As my boy got bigger and more competitive, so did the parties. We had a Power Rangers one in the back room of his dad’s pub once. I talked his Auntie Ann into clambering into a set of blue and white biker leathers and matching helmet and galivanting round the room (the suit was too small for me and anyway I had pizza toppings to scrape off the carpet).
We had swimming parties and bowling parties; we took a dozen gangly eight-year-olds to Laser Quest and his dad and I did the Rambo thing in a forest with paintball guns and a load of stroppy 14-year-olds. I think I still have the bruises.

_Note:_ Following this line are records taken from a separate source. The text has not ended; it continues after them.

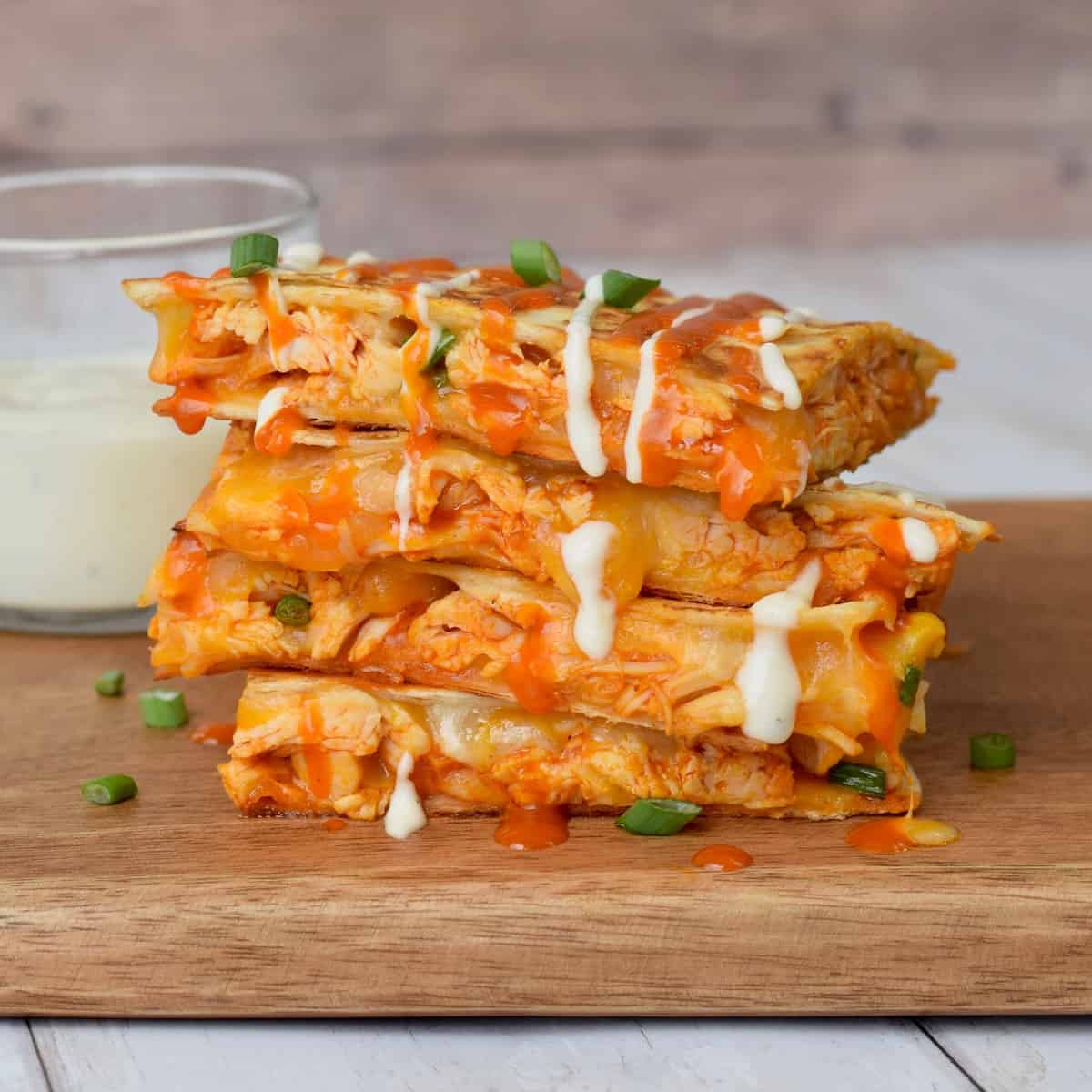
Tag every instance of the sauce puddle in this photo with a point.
(540, 828)
(722, 858)
(901, 834)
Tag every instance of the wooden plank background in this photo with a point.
(637, 126)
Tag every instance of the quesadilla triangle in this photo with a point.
(338, 746)
(325, 509)
(820, 681)
(734, 397)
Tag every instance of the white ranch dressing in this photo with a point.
(645, 393)
(920, 541)
(404, 814)
(581, 424)
(303, 257)
(430, 289)
(768, 680)
(271, 404)
(403, 500)
(584, 554)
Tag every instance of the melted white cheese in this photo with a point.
(645, 393)
(303, 257)
(404, 814)
(768, 681)
(920, 541)
(776, 374)
(403, 500)
(271, 404)
(429, 289)
(581, 424)
(771, 327)
(584, 554)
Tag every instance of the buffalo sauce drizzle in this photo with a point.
(722, 858)
(533, 828)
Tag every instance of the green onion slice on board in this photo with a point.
(867, 780)
(907, 688)
(534, 261)
(625, 289)
(113, 789)
(164, 709)
(254, 254)
(110, 683)
(993, 752)
(293, 611)
(658, 817)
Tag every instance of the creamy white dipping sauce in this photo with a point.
(920, 541)
(768, 681)
(404, 814)
(581, 424)
(303, 257)
(584, 554)
(645, 393)
(92, 480)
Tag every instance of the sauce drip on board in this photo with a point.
(218, 733)
(538, 828)
(722, 858)
(899, 834)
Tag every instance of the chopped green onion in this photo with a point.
(658, 817)
(625, 289)
(993, 752)
(534, 261)
(293, 611)
(164, 709)
(907, 689)
(446, 339)
(867, 780)
(110, 683)
(113, 789)
(254, 254)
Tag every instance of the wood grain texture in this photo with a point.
(631, 124)
(172, 905)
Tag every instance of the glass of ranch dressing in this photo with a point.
(91, 480)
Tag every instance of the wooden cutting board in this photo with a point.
(172, 905)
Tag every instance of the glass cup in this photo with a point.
(91, 480)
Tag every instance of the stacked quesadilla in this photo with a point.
(503, 538)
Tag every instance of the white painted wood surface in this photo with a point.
(1015, 421)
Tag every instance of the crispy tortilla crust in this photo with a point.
(864, 385)
(480, 509)
(672, 665)
(328, 746)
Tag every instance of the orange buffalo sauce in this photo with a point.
(900, 834)
(722, 858)
(189, 407)
(316, 757)
(217, 732)
(538, 828)
(530, 675)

After he turned 17 the parties involved alcohol, girls being sick and wall-to-wall sleeping bags in the living room.
The last one I had to beg him for. I couldn’t let his 21st go unmarked so finally he “let” me organise a Godfather fancy dress. His dad was allowed to pay.
For every single year of his life, there had been a cake. The most memorable? The big, red tractor I fashioned out of sponge. It took ages to colour the icing; even longer to get the dye off my fingers.
It was made with pure love and half a dozen eggs, that cake, only to be showered with the spittle of eight three-year-olds competing to blow out the candles. They shoved handsful into their cake-holes with such vigour, two of them fell off their chairs. We got that on video.
The 21 years of presents? Imaginative, thoughtful and expensive don’t even cover it. The best had to be the baby lop-earred rabbit. I placed it in his hands, he stared at it and said: “Is it real?”
Last week, though, I gave in. He wanted neither fuss nor party, cake nor present from an old biddy deemed too soppy and sentimental. So I wrote the cheque and felt cheated and empty inside.